De Afdeling heeft de zaak ter zitting behandeld op 3 januari 2019, waar [appellant B] en het college, vertegenwoordigd door mr. M.M.C. van der Helm en ing. R. van Coevorden, zijn verschenen.

Overwegingen

1.    Bij het bestreden besluit heeft het college in de wijk Loosduinen locaties aangewezen waar orac’s zullen worden geplaatst. Onder meer is de locatie ter hoogte van de woning aan de [locatie] aangewezen.  [appellant] heeft deze woning in 2018 gekocht.

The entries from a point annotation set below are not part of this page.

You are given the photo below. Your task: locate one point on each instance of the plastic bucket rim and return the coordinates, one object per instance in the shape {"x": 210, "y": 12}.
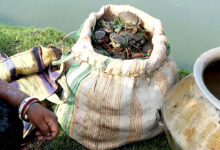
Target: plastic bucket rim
{"x": 200, "y": 65}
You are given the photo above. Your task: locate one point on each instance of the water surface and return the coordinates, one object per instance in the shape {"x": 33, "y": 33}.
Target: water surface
{"x": 192, "y": 26}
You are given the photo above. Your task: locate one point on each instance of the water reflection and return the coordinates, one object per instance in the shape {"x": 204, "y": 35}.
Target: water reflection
{"x": 191, "y": 26}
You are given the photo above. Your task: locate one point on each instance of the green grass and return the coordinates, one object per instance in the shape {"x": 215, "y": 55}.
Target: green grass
{"x": 16, "y": 39}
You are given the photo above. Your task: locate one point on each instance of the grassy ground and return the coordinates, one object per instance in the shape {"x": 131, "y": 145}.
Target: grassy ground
{"x": 17, "y": 39}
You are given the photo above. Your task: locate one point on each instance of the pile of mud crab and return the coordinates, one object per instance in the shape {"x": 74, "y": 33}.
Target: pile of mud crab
{"x": 122, "y": 37}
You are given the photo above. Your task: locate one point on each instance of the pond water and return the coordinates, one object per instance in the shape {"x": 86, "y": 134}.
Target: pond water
{"x": 192, "y": 27}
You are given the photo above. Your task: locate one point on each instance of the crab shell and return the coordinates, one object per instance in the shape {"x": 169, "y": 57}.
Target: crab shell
{"x": 130, "y": 21}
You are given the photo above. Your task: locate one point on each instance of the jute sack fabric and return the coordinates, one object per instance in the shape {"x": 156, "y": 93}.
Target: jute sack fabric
{"x": 114, "y": 102}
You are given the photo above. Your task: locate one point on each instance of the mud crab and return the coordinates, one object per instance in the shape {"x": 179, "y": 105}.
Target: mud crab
{"x": 130, "y": 21}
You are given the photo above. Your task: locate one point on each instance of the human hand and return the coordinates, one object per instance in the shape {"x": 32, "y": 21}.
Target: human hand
{"x": 44, "y": 120}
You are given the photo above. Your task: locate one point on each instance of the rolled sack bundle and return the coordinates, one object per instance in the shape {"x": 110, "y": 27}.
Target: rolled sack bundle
{"x": 113, "y": 101}
{"x": 192, "y": 109}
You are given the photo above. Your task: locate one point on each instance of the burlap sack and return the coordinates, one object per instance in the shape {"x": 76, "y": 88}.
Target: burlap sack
{"x": 114, "y": 102}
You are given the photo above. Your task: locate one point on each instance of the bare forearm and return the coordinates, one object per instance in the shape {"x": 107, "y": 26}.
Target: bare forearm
{"x": 11, "y": 94}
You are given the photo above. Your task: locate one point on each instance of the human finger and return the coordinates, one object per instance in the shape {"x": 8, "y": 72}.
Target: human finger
{"x": 43, "y": 127}
{"x": 54, "y": 127}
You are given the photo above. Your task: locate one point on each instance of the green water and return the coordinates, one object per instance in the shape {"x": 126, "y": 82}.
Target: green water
{"x": 192, "y": 26}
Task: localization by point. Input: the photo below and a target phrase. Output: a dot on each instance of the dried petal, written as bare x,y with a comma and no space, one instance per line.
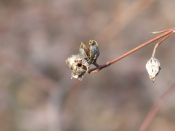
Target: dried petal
153,68
78,65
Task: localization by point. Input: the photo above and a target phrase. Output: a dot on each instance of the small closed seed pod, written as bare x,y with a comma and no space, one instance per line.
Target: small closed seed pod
153,68
94,52
78,65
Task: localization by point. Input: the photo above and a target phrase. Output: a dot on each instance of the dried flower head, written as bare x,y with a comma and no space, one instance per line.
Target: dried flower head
153,68
84,51
78,65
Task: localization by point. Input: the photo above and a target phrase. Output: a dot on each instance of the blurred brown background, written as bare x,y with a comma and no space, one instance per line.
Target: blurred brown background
36,92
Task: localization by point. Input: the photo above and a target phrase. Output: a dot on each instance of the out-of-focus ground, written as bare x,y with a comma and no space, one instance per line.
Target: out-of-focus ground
36,92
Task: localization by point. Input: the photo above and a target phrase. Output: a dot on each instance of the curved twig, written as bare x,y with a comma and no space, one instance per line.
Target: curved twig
166,34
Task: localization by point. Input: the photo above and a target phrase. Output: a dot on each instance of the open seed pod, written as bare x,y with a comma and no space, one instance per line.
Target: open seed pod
78,65
153,68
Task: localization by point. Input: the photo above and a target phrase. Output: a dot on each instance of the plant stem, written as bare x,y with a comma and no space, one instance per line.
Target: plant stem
167,33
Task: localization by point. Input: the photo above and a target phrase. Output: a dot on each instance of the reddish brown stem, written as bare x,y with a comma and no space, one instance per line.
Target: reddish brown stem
155,109
168,32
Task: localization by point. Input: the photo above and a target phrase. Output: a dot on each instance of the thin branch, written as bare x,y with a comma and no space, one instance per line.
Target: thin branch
155,109
155,47
167,33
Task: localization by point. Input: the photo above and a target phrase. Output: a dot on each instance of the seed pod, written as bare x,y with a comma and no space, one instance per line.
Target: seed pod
84,51
94,52
78,65
153,68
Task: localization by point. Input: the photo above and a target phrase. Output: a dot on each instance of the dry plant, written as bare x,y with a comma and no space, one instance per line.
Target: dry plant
80,63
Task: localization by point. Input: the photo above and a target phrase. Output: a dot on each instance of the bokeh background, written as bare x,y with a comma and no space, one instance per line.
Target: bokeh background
36,92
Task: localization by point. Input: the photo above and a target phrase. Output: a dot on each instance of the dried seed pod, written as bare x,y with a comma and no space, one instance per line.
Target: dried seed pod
84,51
78,65
153,68
94,52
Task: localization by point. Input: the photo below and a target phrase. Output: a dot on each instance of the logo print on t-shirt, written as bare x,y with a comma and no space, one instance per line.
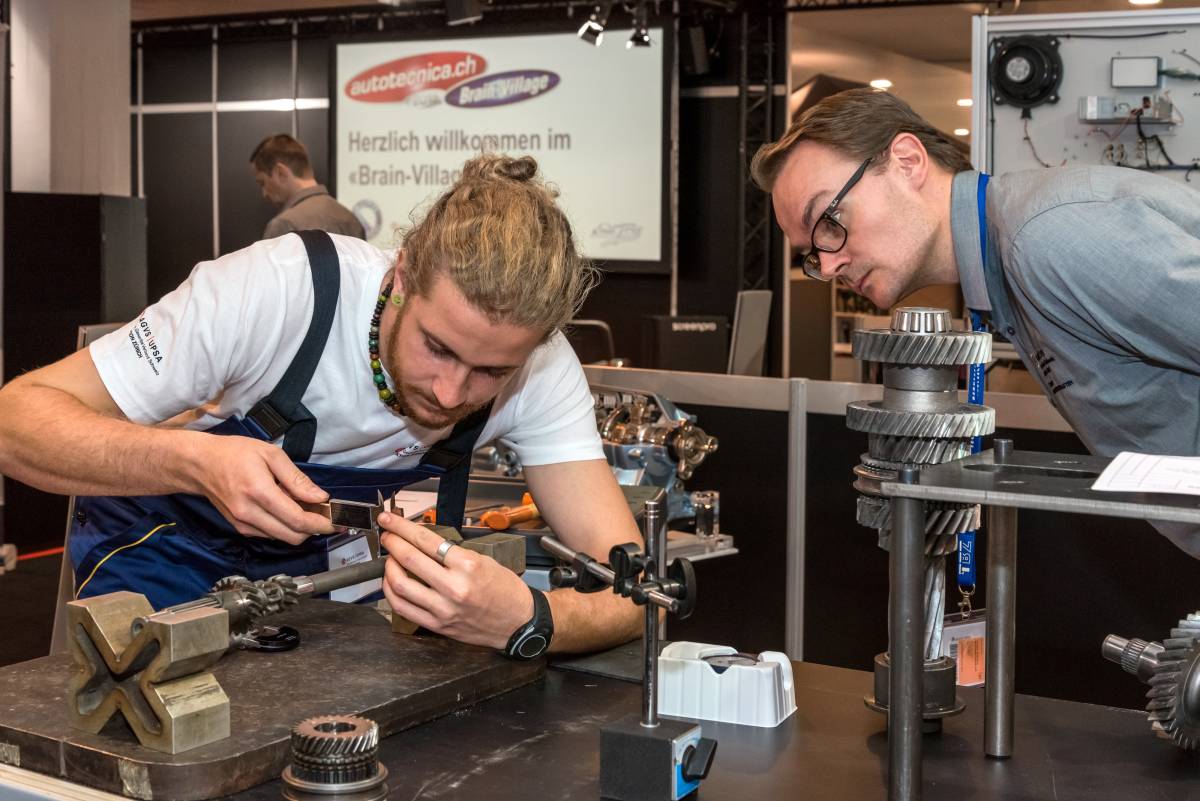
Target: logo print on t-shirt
412,450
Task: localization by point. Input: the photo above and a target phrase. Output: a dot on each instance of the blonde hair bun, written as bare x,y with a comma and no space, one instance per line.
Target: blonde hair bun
492,166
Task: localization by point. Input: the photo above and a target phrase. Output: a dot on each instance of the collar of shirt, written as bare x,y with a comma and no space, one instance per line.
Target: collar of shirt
304,194
965,235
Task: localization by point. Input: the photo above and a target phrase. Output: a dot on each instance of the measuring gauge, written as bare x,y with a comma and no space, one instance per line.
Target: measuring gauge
717,682
723,662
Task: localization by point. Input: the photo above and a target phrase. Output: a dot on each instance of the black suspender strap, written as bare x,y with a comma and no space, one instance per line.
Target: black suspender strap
281,414
453,456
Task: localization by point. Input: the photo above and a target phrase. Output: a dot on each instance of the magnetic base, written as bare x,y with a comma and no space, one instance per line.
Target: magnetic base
646,764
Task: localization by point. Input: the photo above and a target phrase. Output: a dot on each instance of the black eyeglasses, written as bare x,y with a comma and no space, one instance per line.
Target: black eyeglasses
828,234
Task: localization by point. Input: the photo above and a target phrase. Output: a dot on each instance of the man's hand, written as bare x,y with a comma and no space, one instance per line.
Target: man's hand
471,597
256,487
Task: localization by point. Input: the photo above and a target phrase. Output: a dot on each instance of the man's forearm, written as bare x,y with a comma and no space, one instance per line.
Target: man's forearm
51,440
593,621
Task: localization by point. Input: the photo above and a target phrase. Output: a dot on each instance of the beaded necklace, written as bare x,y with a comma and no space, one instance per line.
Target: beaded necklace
381,381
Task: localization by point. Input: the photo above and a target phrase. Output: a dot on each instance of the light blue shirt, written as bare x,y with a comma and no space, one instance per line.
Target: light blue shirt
1093,275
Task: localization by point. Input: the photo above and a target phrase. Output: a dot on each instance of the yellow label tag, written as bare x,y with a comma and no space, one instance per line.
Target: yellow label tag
971,661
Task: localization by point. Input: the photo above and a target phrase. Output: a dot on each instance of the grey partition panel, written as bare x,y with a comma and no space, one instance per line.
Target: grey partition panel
312,78
753,598
623,301
742,600
312,128
178,72
251,71
244,211
178,154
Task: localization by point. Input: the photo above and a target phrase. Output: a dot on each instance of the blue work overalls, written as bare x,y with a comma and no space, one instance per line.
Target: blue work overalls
173,548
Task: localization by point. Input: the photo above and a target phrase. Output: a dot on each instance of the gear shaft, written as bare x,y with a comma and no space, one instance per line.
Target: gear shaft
919,421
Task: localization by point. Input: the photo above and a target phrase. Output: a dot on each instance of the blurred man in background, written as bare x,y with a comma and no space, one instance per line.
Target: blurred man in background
285,175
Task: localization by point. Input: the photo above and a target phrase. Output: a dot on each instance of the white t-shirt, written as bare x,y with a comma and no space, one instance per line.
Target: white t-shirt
220,343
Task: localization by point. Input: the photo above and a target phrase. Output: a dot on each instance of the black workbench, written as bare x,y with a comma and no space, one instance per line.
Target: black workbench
541,741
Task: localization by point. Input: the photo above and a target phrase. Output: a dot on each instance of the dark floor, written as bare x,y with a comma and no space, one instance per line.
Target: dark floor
27,607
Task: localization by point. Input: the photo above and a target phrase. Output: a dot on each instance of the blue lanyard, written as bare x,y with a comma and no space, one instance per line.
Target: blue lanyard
966,576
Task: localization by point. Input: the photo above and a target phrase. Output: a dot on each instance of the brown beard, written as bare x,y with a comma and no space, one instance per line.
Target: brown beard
406,392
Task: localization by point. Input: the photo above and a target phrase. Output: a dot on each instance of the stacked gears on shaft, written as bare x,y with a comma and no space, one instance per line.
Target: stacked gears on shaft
1174,706
335,757
1171,668
919,422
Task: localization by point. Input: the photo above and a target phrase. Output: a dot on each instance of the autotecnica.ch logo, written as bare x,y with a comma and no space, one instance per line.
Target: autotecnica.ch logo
502,88
396,80
456,77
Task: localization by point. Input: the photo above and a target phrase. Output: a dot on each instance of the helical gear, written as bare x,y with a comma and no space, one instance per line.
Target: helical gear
919,422
287,588
252,602
335,750
907,450
941,519
947,349
1173,706
961,422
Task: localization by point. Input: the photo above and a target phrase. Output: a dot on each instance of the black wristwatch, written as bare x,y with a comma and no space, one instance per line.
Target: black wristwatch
532,639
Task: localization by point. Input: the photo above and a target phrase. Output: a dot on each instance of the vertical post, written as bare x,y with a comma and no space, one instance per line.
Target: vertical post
906,646
651,524
1000,649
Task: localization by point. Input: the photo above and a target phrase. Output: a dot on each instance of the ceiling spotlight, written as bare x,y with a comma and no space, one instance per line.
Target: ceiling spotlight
592,31
460,12
641,36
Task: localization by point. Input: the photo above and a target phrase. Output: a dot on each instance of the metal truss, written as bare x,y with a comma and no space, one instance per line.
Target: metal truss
756,126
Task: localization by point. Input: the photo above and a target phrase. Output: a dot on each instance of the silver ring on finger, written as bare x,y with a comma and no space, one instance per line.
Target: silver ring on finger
443,549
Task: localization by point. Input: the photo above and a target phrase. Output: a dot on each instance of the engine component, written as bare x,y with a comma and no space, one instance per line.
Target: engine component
1171,668
1025,71
335,757
919,421
649,441
646,420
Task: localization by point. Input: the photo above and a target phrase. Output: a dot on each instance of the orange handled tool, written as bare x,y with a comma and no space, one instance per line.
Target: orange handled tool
505,517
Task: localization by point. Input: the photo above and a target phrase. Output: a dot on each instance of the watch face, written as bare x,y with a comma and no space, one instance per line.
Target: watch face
532,645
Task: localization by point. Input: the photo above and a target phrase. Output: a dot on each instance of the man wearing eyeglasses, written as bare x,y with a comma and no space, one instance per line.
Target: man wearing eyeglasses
1091,272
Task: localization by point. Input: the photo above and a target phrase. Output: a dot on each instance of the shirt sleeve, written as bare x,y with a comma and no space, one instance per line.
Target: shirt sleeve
216,329
1117,273
555,414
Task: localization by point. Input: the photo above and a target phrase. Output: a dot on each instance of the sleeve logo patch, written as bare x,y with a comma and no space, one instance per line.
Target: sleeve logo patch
144,345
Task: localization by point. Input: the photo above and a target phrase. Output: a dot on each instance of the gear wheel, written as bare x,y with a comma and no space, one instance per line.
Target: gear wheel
1174,705
281,592
909,450
252,602
948,349
964,422
941,519
335,750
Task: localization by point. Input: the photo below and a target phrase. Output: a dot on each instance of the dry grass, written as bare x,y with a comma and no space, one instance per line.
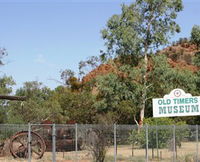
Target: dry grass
186,153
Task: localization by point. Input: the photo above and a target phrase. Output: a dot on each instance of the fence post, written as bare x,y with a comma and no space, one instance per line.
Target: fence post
197,142
115,143
147,144
174,143
53,143
76,141
29,142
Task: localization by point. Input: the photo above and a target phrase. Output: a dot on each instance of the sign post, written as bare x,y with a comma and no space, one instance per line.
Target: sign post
177,103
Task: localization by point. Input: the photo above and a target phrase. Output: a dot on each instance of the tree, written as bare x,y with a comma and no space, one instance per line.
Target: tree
38,106
6,84
195,35
141,27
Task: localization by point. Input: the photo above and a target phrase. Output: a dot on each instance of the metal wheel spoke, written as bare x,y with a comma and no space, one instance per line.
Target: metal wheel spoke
36,152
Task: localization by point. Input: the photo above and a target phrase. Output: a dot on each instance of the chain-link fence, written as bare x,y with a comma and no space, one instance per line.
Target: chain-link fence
99,143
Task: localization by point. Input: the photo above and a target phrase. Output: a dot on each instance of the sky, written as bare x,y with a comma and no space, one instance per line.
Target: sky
43,37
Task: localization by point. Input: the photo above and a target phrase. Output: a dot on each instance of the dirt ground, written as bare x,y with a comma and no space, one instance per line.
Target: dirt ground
125,153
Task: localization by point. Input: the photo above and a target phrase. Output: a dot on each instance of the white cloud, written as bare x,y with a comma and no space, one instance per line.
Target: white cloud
40,59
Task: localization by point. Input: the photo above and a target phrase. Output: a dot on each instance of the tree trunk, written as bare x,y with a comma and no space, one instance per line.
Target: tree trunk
17,98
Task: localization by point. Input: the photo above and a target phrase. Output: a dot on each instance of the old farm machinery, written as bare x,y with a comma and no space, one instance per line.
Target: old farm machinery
17,142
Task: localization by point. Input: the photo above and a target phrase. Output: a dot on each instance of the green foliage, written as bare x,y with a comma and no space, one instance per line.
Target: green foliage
116,94
195,35
6,84
143,24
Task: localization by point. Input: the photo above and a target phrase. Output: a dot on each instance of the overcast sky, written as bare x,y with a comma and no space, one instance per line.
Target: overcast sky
43,37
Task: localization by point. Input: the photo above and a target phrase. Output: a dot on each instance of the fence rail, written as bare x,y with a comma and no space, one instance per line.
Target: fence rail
99,143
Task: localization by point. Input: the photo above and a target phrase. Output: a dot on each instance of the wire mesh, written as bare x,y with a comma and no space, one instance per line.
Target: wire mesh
99,143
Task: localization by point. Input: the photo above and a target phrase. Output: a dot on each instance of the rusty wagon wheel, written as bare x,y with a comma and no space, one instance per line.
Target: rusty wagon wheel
19,145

1.1.    Vast staat dat [appellant] geen zienswijze heeft ingebracht over het ontwerpbesluit. Dat houdt ermee verband dat zij de woning in 2018 heeft gekocht. Uit de stukken komt naar voren dat de vorige eigenaar van de woning wel een zienswijze over het ontwerpbesluit wat de aangewezen locatie betreft naar voren heeft gebracht. [appellant] kan niet worden tegengeworpen dat zij geen zienswijze over het ontwerpbesluit heeft ingebracht. Dit betekent dat er geen beletsel is om de door haar in beroep aangevoerde gronden inhoudelijk te beoordelen.

2.    [appellant] betoogt dat het college niet in redelijkheid locatie 82-17 heeft kunnen aanwijzen voor de plaatsing van een orac. Zij voert aan dat de orac vrijwel recht voor de voordeur van haar woning is voorzien. Zij vreest dat huisvuil onjuist ter inzameling wordt aangeboden en dat mogelijk cliënten van een nabijgelegen instelling voor geestelijke gezondheidszorg zich langdurig rondom de orac ophouden. Ook vreest zij dat de orac te weinig wordt geleegd, waardoor vooral in de zomer geurhinder kan worden verwacht.

2.1.    Bij de keuze van een locatie voor orac’s dient het college een afweging te maken van alle betrokken belangen. Daarbij heeft het beleidsruimte. De Afdeling beoordeelt aan de hand van de beroepsgronden of het college in redelijkheid tot de aanwijzing van de locatie heeft kunnen komen. De woning van [appellant] ligt op een ruim perceel met rondom de woning tuin. De afstand van de aangewezen locatie tot het toegangshek van het perceel bedraagt enkele meters. De plaats van de orac ligt niet direct voor het toegangshek. Voor zover [appellant] heeft beoogd te stellen dat haar perceel door de orac niet goed toegankelijk is, bestaat daarvoor geen aanleiding. Het college heeft zich in de nota van antwoord, die onderdeel uitmaakt van het bestreden besluit, op het standpunt gesteld dat hinder voor omwonenden van een orac zich nauwelijks zal voordoen. De orac’s zijn voorzien van een dubbelschalige trommel met rubberen dempers en worden tweemaal per week geleegd. Tegen de vrees voor zwerfafval heeft het college ingebracht dat het zal optreden tegen bewoners die hun afval niet correct ter inzameling aanbieden. Het college heeft zich, gelet op het materiaal waarin de orac is uitgevoerd en de omstandigheid dat orac’s regelmatig worden geleegd, in redelijkheid op het standpunt kunnen stellen dat geurhinder tot een aanvaardbaar niveau beperkt blijft. Verder bestaat geen grond voor het oordeel dat het college de locatie niet had mogen aanwijzen wegens mogelijke hinder, veroorzaakt door mensen die zich langdurig bij de orac ophouden.

Het betoog faalt.

3.    [appellant] betoogt voorts dat het college niet in redelijkheid de locatie had kunnen aanwijzen, omdat twee geschiktere alternatieve locaties bestaan. Zij acht de locaties aan de Oude Haagweg op 15 m afstand van de aangewezen locatie geschikter.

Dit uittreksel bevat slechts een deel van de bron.